The Palm Beach Post | By Andrew Marra | July 28, 2021
Palm Beach County’s public school system swore in its third chief executive in six years on Wednesday, handing the reins of the county’s largest employer to its longtime chief financial officer, Mike Burke.
Burke steps in as the county’s schools superintendent less than two weeks before schools reopen fully for the first time since the coronavirus pandemic began, and as an upsurge in cases reignites the explosive topic of mask requirements for students.
The 54-year-old financial expert is being hired as an interim leader while a national search for a permanent chief executive proceeds. But with that search expected to take several months, Burke seems likely to steer the district at least through the end of the calendar year and into the spring.
Burke is the first person without an educational background to lead the school district since Bill Malone, a former chief operating officer, was tapped as an interim superintendent in 2011.
School board members have said they are hoping for a renewed focus on academics this school year and said they were confident that Burke’s long tenure in the district’s executive cabinet gave him sufficient expertise to oversee academic planning.
“I’m just pretty happy today,” board member Marcia Andrews said of Burke’s appointment.
Board members on Wednesday approved a contract that pays Burke a $300,000 annual base salary, slightly less than the $306,000 outgoing Superintendent Donald Fennoy earned at the end of his tenure.
He will also receive a $1,200-a-month car allowance and $500-a-month stipend to cover business expenses.
The contract was approved 6-0 after a last-minute change to clarify that Burke is being hired on “an interim basis.”
It provides that Burke will return to his previous position as chief financial officer once the school board selects a successor and that person takes office.
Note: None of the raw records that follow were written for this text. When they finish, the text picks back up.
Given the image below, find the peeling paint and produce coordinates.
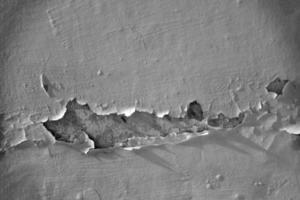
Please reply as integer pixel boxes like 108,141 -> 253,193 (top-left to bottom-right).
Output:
44,99 -> 206,148
266,77 -> 288,96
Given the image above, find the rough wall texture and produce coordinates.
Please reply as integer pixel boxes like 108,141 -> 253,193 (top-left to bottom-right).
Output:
0,0 -> 300,200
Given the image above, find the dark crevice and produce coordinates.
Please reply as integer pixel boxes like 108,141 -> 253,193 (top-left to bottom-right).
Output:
266,77 -> 289,95
207,113 -> 245,128
186,101 -> 203,121
43,99 -> 210,148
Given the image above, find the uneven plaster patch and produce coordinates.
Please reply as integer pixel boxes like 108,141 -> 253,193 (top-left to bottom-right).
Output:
44,99 -> 206,148
266,77 -> 288,96
1,79 -> 300,153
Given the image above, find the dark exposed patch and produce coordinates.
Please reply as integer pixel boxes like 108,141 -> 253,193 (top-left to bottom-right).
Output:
207,113 -> 245,128
291,135 -> 300,151
266,78 -> 288,95
186,101 -> 203,121
44,100 -> 204,148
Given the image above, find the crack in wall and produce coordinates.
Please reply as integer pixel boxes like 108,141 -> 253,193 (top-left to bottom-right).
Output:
266,77 -> 289,96
43,99 -> 244,148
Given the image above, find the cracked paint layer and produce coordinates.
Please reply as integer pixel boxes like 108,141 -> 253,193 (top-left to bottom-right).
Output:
266,77 -> 289,96
44,99 -> 206,148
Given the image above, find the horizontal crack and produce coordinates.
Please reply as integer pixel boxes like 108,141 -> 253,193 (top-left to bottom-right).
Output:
43,99 -> 244,148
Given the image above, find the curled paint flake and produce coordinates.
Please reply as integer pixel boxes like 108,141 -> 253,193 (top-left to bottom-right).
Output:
44,99 -> 206,148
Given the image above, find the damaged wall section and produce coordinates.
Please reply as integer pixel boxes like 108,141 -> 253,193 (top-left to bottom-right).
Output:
44,99 -> 244,148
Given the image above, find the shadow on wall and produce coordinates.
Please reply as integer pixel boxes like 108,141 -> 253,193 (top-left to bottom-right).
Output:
258,0 -> 300,81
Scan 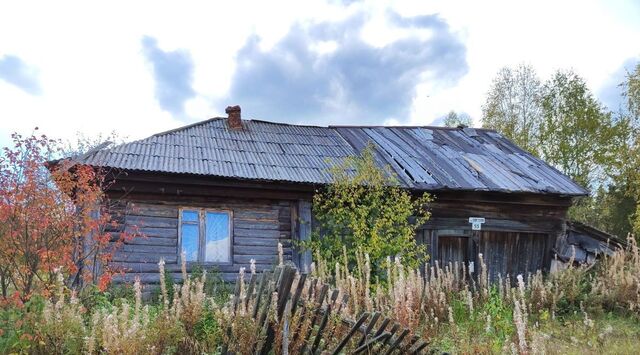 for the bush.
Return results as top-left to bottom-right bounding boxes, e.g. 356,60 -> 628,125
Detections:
303,145 -> 431,278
He is also permitted to apply for the permanent superintendent position.
Burke replaces outgoing Superintendent Donald Fennoy, who announced July 13 he would step down after a little more than three years in office.
Fennoy will remain on the school district’s payroll until Aug 9, but on Wednesday he was moved into a new position as “chief of staff,” where he will assist and advise Burke as he makes the transition into the top job.